La candidata a la alcaldía de Madrid se dice preocupada por los mendigos y otros individuos sin techo, tanto nacionales como extranjeros, que duermen en sus calles.

Proliferan ésos en la capital y su visión ahuyenta a ese turismo que tanto nos gusta porque deja dinero y además habla por lo general inglés, el idioma favorito de nuestra gran liberal, que quiere incluso que se use para transmitir cualquier materia a nuestros jóvenes en la escuela.

En materia de mendigos, que por supuesto no hablan inglés, Esperanza Aguirre quisiera, si no es posible recluirlos en los albergues, al menos expulsarlos del centro para que los turistas que nos visitan no tengan que andar tropezando continuamente con los cartones sobre los que duermen, lo que deja sin duda una mala impresión de nuestro país.

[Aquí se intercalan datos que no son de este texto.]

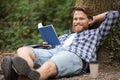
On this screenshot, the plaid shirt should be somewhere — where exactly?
[59,11,119,62]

Al parecer, una impresión mucho peor que el goteo incesante de noticias sobre el galopante desempleo o la vasta corrupción en este país que se publican últimamente en la prensa internacional y que hace a muchos preguntarse por la calidad de nuestra democracia.

A Esperanza Aguirre parece preocuparle mucho más la estética que la ética. Si fuera de otro modo, se preguntaría por las causas de que haya cada vez más gente pidiendo en nuestras calles, personas de cualquier edad hurgando en los cubos de basura o esperando a la puerta de los supermercados en busca de algo, aunque esté caducado, que llevarse a la boca.

Se preguntaría si todo eso tiene algo que ver con un modelo de sociedad que no cesa de destruir empleo sin que parezcan preocupar las consecuencias, que alimenta y alienta la precarización de los trabajadores, las deslocalizaciones de empresas en busca de menores costes y mayores beneficios para unos pocos.

Un modelo privatizador de los servicios sociales, que busca introducir la competencia en la función pública y que enfrenta a unos trabajadores con otros, fomentando la insolidaridad y el egoísmo.

Dice Esperanza Aguirre que muchas de esas personas «de origen extranjero» cuya visión tanto molesta también a los vecinos del centro, que no pueden disfrutar de sus parques como quisieran, forman parte de mafias que los explotan.

Y uno se pregunta: si eso es así, ¿por qué no se persigue a los explotadores donde quiera que se escondan, por ejemplo en sus países de origen, y no sus víctimas, que son, claro está, las únicas visibles?

Pero ya sabemos que es lo que ocurre con tantas otras cosas: con el tráfico de seres humanos o de drogas porque es siempre más fácil castigar al débil y porque las mafias tienen muchas veces quien los proteja en el mundo de la política o la justicia.

Y si de la calidad de vida de los madrileños, y no sólo de los turistas, se trata, habría que hablar por ejemplo de tantas cosas que a uno le preocupa mucho más que la visión de un mendigo, nacional o extranjero, durmiendo en un cajero automático o con un vaso de cartón pidiendo en la calle.

Por ejemplo, la suciedad de tantos barrios, sobre todo los fines de semana, con vomitonas, orines y otras deyecciones humanas, los gritos y cantos hasta altas horas de la noche y la madrugada de quienes salen borrachos de las discotecas, sin consideración para quienes intentan descansar y sin que la policía parezca hacer nada.

Y si hablamos de algo tan importante como la salud de todos, también debería preocuparnos - ¿por qué no decirlo?- la proliferación de restaurantes de comida basura y de comercios de chucherías, por cierto en su mayoría de espantosa estética, o una contaminación atmosférica que supera los niveles recomendados, ya de por sí bastante laxos, por culpa de un tráfico excesivo.